Entrance to Mauthausen-Gusen concentration camp

Mauthausen Concentration Camp (known from the summer of 1940 as Mauthausen-Gusen Concentration Camp) grew to become a large group of Nazi concentration camps that was built around the villages of Mauthausen and Gusen in Upper Austria, roughly 20 kilometres (12 mi) east of the city of Linz.

Initially a single camp at Mauthausen, it expanded over time and by the summer of 1940, the Mauthausen-Gusen had become one of the largest labour camp complexes in German-controlled Europe.

In January 1945, the camps, directed from the central office in Mauthausen, contained roughly 85,000 inmates. The death toll remains unknown, although most sources place it between 122,766 and 320,000 for the entire complex. The camps formed one of the first massive concentration camp complexes in Nazi Germany, and were the last ones to be liberated by the Allies.

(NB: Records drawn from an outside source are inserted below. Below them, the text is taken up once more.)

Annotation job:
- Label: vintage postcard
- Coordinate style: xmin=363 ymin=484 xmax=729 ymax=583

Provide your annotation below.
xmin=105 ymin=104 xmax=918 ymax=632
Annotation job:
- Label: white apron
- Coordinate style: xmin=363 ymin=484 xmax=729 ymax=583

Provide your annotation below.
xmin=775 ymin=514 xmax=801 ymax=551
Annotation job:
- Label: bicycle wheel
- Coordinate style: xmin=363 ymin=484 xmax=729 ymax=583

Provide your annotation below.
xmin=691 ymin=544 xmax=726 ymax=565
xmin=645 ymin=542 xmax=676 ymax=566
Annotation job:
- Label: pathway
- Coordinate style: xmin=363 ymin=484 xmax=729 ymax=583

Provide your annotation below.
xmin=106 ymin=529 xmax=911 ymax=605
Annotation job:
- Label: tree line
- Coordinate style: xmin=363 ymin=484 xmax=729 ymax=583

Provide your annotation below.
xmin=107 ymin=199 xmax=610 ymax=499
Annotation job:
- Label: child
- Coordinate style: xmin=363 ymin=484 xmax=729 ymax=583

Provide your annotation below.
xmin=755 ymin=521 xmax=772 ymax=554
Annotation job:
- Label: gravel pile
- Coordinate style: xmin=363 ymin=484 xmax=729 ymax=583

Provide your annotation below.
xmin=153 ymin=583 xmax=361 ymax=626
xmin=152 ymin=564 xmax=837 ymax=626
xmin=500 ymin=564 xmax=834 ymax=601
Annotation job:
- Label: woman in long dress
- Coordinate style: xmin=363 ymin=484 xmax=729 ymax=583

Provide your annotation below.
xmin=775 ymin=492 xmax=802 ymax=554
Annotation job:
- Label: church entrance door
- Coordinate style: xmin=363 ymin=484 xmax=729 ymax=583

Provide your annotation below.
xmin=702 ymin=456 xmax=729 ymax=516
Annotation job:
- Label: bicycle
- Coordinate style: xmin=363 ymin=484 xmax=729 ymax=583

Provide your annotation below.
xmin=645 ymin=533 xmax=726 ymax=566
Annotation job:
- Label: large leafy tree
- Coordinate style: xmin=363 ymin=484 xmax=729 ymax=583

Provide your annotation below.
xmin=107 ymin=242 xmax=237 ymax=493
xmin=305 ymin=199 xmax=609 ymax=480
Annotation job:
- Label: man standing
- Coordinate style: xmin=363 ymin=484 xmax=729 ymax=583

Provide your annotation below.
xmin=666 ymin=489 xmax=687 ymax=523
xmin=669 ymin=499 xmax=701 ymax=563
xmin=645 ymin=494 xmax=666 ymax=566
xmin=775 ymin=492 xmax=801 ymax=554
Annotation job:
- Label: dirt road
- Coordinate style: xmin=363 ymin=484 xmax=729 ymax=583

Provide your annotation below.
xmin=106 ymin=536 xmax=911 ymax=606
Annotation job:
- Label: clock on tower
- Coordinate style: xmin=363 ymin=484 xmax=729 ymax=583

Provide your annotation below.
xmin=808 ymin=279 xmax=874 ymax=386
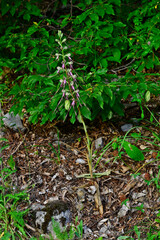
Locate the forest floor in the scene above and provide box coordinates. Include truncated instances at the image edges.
[3,101,160,240]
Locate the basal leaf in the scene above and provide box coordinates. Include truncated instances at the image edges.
[80,106,91,120]
[123,141,144,161]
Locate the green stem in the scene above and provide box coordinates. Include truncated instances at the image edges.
[60,36,93,178]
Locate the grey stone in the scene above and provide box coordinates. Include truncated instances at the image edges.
[3,112,26,131]
[121,123,133,132]
[31,200,72,238]
[118,202,130,217]
[95,137,103,149]
[76,158,86,164]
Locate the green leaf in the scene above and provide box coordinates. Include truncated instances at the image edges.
[27,26,37,35]
[105,4,114,15]
[80,106,91,120]
[7,156,16,170]
[94,93,104,109]
[23,14,31,22]
[100,58,108,68]
[123,141,144,161]
[145,91,151,102]
[64,100,71,110]
[112,48,121,62]
[89,13,99,22]
[1,0,10,16]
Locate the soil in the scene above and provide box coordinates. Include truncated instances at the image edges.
[3,103,160,240]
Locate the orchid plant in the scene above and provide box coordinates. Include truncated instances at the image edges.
[56,31,93,178]
[55,31,103,215]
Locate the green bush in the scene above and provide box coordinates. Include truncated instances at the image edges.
[0,0,160,124]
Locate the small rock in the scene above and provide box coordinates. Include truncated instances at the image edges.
[3,112,26,132]
[118,202,130,217]
[121,123,133,132]
[31,200,71,239]
[76,158,86,164]
[66,175,72,180]
[88,186,96,195]
[77,188,85,202]
[132,192,146,200]
[95,137,103,149]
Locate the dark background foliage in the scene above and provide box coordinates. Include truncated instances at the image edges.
[0,0,160,124]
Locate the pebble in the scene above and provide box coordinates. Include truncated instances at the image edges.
[95,137,103,149]
[121,123,133,132]
[76,158,86,164]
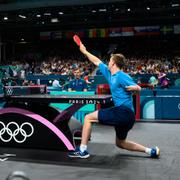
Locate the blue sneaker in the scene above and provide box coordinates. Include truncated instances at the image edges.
[151,146,160,158]
[68,147,90,158]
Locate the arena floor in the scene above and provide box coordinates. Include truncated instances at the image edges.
[0,123,180,180]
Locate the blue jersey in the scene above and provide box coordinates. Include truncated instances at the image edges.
[68,79,87,91]
[99,63,136,111]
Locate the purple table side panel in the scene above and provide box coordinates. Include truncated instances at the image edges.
[0,108,74,150]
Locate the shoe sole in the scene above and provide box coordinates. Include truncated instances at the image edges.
[156,146,160,157]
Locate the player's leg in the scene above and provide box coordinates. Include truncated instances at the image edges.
[68,111,98,158]
[115,126,160,158]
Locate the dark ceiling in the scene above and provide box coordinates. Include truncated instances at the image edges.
[0,0,180,30]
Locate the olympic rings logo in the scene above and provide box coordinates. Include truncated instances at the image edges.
[0,121,34,143]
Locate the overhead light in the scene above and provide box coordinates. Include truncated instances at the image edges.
[44,13,51,16]
[19,14,26,19]
[99,9,107,12]
[171,3,179,7]
[51,18,59,23]
[58,12,64,15]
[3,16,8,21]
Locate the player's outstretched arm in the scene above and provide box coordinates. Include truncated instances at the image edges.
[80,43,102,66]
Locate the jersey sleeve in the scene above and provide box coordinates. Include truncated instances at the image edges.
[99,63,111,82]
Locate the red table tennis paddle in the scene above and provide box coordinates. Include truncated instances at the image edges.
[73,35,81,46]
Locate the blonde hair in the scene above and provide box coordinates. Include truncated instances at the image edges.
[111,54,126,69]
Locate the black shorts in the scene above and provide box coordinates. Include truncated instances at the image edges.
[98,106,135,140]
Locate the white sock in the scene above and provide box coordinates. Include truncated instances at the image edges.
[145,148,151,155]
[80,144,87,152]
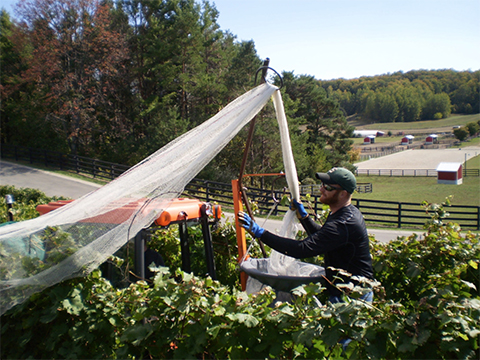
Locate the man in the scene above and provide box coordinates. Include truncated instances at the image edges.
[238,168,373,302]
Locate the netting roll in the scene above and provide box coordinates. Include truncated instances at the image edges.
[0,83,277,315]
[240,91,325,293]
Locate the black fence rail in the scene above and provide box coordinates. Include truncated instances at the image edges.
[185,179,480,230]
[1,144,130,180]
[1,144,480,230]
[355,168,480,177]
[463,168,480,177]
[355,169,437,176]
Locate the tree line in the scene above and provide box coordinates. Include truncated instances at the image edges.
[0,0,478,186]
[0,0,353,181]
[321,70,480,122]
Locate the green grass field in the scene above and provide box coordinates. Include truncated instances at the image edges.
[349,114,480,131]
[354,156,480,206]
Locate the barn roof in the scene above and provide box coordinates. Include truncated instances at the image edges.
[436,162,462,172]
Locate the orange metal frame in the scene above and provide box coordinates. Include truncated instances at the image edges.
[36,198,222,226]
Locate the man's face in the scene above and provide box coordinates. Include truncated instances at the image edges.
[320,184,343,205]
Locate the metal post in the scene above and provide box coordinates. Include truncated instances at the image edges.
[135,230,145,279]
[201,204,217,280]
[5,194,15,221]
[397,203,402,229]
[178,217,192,273]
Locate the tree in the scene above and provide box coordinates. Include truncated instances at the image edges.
[7,0,131,154]
[422,93,452,120]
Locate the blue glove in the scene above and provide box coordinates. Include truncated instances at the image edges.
[291,199,308,219]
[238,211,265,238]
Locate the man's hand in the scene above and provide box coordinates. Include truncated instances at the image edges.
[238,211,265,238]
[290,199,308,219]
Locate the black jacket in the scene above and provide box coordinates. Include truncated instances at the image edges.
[260,205,373,296]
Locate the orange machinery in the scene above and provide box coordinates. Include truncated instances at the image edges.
[36,198,222,279]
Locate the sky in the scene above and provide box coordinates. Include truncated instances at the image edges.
[0,0,480,80]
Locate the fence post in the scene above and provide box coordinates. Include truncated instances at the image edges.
[205,181,210,202]
[477,206,480,230]
[397,203,402,229]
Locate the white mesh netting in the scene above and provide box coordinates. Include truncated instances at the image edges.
[244,91,325,294]
[0,83,278,314]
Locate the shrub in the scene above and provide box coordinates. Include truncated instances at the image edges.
[0,187,480,359]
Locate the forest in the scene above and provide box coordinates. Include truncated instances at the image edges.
[0,0,480,181]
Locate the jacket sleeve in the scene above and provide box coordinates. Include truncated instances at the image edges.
[260,220,348,259]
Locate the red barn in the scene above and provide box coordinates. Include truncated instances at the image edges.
[437,162,463,185]
[363,135,375,145]
[400,135,415,145]
[425,134,438,145]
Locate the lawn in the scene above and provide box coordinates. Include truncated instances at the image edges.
[353,176,480,206]
[354,155,480,206]
[352,114,480,131]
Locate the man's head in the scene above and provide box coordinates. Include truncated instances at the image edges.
[316,168,357,213]
[316,168,357,194]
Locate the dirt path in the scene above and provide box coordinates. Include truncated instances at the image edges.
[355,146,480,170]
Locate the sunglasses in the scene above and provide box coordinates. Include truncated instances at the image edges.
[322,183,342,191]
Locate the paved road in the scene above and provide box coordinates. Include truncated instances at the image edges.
[0,160,428,242]
[0,160,100,199]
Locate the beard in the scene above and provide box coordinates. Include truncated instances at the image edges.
[319,191,340,206]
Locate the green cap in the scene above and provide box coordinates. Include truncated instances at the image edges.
[316,168,357,194]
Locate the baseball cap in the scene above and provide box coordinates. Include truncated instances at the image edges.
[316,168,357,194]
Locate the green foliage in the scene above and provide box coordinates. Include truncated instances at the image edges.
[0,185,64,223]
[321,70,479,123]
[0,191,480,359]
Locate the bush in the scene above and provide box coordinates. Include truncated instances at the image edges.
[0,185,65,223]
[0,190,480,359]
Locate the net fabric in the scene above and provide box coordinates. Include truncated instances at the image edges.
[0,83,277,314]
[244,91,325,293]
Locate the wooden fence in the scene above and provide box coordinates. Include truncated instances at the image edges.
[185,179,480,230]
[1,144,480,230]
[355,168,480,177]
[1,144,130,180]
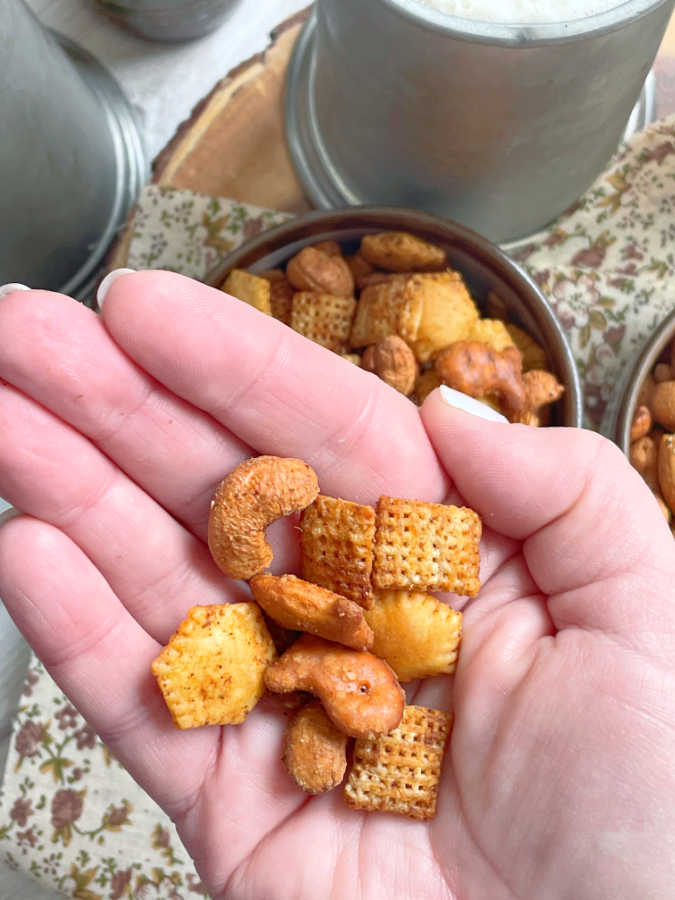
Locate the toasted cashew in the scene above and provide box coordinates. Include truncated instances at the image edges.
[265,634,405,737]
[434,341,526,421]
[208,456,319,578]
[282,700,347,794]
[251,575,373,650]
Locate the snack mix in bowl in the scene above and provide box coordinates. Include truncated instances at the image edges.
[219,231,565,425]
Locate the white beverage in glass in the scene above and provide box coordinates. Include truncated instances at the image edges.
[417,0,623,25]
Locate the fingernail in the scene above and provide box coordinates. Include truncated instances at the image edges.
[0,281,30,297]
[441,384,509,422]
[96,269,136,309]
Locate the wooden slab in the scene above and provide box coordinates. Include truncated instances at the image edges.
[108,7,675,268]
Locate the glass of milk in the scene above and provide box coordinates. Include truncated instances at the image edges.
[287,0,673,242]
[413,0,625,25]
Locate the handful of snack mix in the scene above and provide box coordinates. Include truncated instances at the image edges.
[630,341,675,537]
[152,456,482,819]
[221,231,564,425]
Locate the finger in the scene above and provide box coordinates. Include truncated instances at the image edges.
[421,392,675,634]
[102,272,448,503]
[0,516,302,865]
[0,383,243,641]
[0,291,251,537]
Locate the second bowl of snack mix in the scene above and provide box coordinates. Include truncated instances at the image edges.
[615,310,675,536]
[207,207,582,427]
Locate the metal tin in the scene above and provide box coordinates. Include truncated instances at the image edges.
[98,0,236,41]
[206,207,583,427]
[0,0,148,300]
[285,0,673,242]
[614,310,675,455]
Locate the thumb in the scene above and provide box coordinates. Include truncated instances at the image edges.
[421,390,675,629]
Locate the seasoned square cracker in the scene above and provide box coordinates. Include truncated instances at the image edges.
[467,319,515,352]
[349,275,407,348]
[152,603,276,728]
[372,497,482,597]
[220,269,272,316]
[290,291,356,353]
[260,269,295,325]
[344,706,452,819]
[300,494,375,608]
[365,591,462,681]
[361,231,446,272]
[398,271,478,363]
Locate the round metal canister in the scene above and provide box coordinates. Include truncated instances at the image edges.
[0,0,146,299]
[286,0,673,242]
[98,0,236,41]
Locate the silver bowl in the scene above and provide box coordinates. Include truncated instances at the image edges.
[206,206,583,427]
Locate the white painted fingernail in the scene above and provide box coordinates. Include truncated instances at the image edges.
[0,281,30,297]
[96,269,136,309]
[441,384,509,422]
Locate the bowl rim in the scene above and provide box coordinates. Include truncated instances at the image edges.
[615,309,675,456]
[380,0,669,49]
[211,205,583,428]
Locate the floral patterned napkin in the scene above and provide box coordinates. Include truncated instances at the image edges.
[0,117,675,900]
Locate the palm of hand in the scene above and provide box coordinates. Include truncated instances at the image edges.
[0,275,673,900]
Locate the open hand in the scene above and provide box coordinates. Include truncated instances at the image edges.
[0,272,675,900]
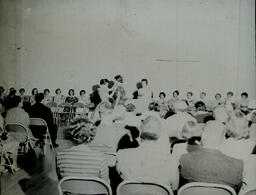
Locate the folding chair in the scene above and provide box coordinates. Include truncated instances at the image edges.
[4,123,38,155]
[178,182,236,195]
[0,127,14,173]
[58,177,112,195]
[116,181,173,195]
[57,102,72,124]
[30,118,54,154]
[46,102,58,123]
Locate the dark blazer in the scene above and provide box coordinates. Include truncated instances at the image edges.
[180,148,243,192]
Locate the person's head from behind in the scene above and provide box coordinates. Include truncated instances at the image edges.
[141,79,148,88]
[201,121,226,149]
[10,96,22,108]
[148,102,160,112]
[0,86,4,94]
[187,91,193,100]
[173,100,188,113]
[227,111,249,139]
[114,75,124,83]
[100,79,109,85]
[68,118,96,145]
[99,102,113,118]
[213,107,229,123]
[195,101,206,111]
[141,116,162,141]
[200,91,206,100]
[68,89,75,96]
[172,90,180,98]
[31,88,38,96]
[215,93,221,101]
[35,93,44,103]
[181,121,203,140]
[79,90,86,97]
[19,88,25,95]
[44,89,50,96]
[241,92,248,100]
[159,92,166,99]
[227,91,234,99]
[55,88,61,95]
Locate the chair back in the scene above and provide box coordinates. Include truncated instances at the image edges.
[117,181,173,195]
[178,182,236,195]
[58,177,112,195]
[243,189,256,195]
[30,118,47,127]
[4,123,32,143]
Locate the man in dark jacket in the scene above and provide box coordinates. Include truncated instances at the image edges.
[30,93,58,147]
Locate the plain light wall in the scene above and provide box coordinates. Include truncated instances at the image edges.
[0,0,256,98]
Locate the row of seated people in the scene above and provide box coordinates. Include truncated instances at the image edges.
[0,93,58,171]
[56,100,256,192]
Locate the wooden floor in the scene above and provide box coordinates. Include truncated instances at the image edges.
[0,128,71,195]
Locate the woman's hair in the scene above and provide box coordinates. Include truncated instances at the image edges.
[31,88,38,95]
[68,89,75,95]
[79,90,86,96]
[141,79,148,85]
[100,79,109,85]
[44,89,50,94]
[227,111,249,139]
[159,92,166,97]
[19,88,25,93]
[241,92,248,98]
[148,102,160,112]
[55,88,61,94]
[172,90,180,95]
[215,93,221,98]
[68,118,96,145]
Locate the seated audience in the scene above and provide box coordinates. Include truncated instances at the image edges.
[42,89,52,105]
[172,121,203,159]
[192,101,211,123]
[53,88,65,105]
[29,93,58,147]
[56,118,109,182]
[186,91,195,110]
[180,121,243,192]
[117,117,179,190]
[166,100,196,138]
[65,89,78,105]
[221,112,256,160]
[5,96,30,127]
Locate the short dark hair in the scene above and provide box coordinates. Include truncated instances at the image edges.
[172,90,180,95]
[187,91,193,96]
[100,79,109,85]
[35,93,44,103]
[227,91,234,96]
[19,88,25,93]
[44,89,50,93]
[241,92,248,98]
[141,79,148,84]
[159,92,166,97]
[68,89,75,95]
[31,88,38,95]
[79,90,86,95]
[10,95,21,108]
[55,88,60,94]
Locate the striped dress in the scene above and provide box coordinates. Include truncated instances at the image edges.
[56,144,109,182]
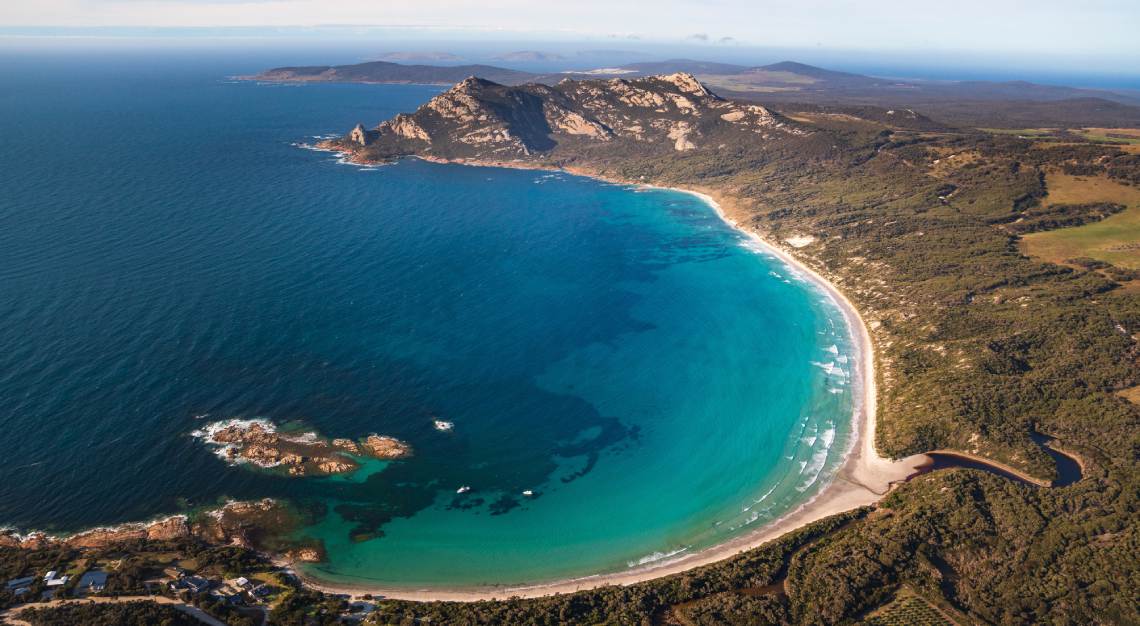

Unlike many other concentration camps, intended for all categories of prisoners, Mauthausen was mostly used for extermination through labour of the intelligentsia, who were educated people and members of the higher social classes in countries subjugated by the Nazi regime during World War II.

Mauthausen was liberated by American troops in May 1945. It was declared a national memorial site in 1949 and a museum opened in 1975.